Second, the court stated that the plan proponents could cure the failure to comply with section 1129(a)(10) simply by dropping out of the plan the debtors that cannot obtain the required votes. This may be a practical solution. However, if those debtors are an integral part of the proposed plan, this strategy will not suffice. This solution could also significantly increase the costs associated with the reorganization process if it requires that multiple plans be put through the expensive solicitation and confirmation process.
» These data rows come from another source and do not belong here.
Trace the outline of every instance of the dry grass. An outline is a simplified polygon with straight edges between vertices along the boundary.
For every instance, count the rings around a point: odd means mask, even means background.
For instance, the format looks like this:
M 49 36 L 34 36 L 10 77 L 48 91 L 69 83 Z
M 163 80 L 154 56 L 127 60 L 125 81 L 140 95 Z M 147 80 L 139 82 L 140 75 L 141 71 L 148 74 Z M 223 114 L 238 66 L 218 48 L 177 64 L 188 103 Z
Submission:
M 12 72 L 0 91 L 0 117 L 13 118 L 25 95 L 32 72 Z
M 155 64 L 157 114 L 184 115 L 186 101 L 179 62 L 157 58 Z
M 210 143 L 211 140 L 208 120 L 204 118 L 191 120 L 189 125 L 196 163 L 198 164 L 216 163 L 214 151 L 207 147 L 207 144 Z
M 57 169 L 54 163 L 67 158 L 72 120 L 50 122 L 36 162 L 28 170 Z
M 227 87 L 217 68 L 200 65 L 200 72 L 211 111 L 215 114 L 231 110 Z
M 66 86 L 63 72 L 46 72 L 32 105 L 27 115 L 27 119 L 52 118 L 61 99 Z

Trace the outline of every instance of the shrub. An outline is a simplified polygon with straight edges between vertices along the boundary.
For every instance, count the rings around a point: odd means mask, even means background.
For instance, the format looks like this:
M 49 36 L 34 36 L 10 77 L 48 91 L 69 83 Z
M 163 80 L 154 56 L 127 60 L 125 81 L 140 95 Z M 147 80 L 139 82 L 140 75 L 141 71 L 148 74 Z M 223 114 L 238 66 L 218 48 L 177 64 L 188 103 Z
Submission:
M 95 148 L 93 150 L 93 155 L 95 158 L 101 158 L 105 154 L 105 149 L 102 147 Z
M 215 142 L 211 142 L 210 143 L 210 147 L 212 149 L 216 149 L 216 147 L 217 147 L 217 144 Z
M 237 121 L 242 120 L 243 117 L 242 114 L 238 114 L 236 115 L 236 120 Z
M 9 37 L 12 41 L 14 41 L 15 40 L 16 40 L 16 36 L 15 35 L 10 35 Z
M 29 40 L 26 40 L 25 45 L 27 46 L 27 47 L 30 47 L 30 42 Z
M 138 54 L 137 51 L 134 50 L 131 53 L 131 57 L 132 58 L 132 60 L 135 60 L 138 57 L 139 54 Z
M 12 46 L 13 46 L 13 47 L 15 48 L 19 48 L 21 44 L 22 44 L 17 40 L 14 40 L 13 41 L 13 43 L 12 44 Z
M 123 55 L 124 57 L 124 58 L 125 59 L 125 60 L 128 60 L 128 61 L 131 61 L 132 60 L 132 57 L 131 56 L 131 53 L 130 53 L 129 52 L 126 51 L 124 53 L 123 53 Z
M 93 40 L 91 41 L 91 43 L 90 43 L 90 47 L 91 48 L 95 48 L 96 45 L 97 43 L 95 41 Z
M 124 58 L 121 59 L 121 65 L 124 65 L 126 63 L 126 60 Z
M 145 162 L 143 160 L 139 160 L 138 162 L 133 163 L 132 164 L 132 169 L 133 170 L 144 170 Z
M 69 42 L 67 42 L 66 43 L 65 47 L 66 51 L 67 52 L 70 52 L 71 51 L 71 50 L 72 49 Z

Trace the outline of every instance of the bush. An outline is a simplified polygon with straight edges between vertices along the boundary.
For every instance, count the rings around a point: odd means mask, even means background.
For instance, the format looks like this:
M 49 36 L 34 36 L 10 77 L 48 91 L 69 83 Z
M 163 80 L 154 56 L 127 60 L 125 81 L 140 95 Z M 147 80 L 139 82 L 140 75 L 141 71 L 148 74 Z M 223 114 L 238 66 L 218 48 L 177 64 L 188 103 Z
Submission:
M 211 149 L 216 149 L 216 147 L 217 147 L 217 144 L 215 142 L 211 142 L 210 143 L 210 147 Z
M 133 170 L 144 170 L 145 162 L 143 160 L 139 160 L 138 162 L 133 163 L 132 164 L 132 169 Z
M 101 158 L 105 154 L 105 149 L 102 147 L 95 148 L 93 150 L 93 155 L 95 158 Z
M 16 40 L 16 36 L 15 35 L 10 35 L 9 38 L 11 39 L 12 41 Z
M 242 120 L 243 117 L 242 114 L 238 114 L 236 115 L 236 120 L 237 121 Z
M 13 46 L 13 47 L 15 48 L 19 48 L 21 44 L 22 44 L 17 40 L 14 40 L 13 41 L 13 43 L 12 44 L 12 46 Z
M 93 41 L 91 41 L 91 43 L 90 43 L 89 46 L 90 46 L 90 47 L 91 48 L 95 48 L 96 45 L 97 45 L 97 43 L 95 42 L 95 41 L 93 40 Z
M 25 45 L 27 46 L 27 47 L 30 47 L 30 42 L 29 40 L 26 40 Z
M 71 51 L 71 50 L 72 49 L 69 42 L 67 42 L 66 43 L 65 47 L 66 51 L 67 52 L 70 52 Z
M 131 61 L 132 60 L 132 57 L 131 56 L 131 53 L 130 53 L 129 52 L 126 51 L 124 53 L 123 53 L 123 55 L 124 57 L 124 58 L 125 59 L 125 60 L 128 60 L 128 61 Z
The court provided a possible third solution which may prove to be the most controversial aspect of the opinion. The court stated that a plan might be able to be confirmed without the affirmative vote of an impaired class for each debtor if the plan, disclosure statement and the ballot conspicuously disclose that a party's failure to vote shall constitute a "deemed acceptance" of the plan. There is some authority for this proposition in the Southern District of New York and in the Tenth Circuit Court of Appeals case In re Ruti-Sweetwater, Inc., 836 F.2d 1263 (10th Cir. 1988) which the leading bankruptcy treatise describes as "unfortunate" and "not correctly decided." However, most of the courts that have addressed the deemed acceptance issue have refused to follow it. The entire deemed acceptance theory on complying with section 1129(a)(10) is questionable because Rule 3018(c) of the Federal Rules of Bankruptcy Procedure requires a written acceptance of a plan. This would imply that something more than inaction is required for acceptance.

The Tribune case appears to open a can of worms that will make it more difficult to reorganize cases involving multiple debtors where substantive consolidation is not warranted. Very likely, we’ll see an increase in the number of plans proposing substantive consolidation, which will raise issues concerning the propriety of the consolidation and the effect of the consolidation on specific creditors. However, the most likely and immediate result is that more plans will be put out to vote with the provision that the failure to vote shall be deemed an acceptance of the plan. This means that creditors will have to make more careful decisions about voting, or not voting, for a plan because the failure to vote could materially affect a creditor's rights. It is also likely that there will be an increase in litigation concerning the deemed acceptance issue until a firm and consistent body of law is developed concerning the ability of a plan proponent to satisfy section 1129(a)(10) by creditor inaction.

1 The debtors in the case include, among many others, the Chicago Tribune, the LA Times and the Chicago Cubs baseball team.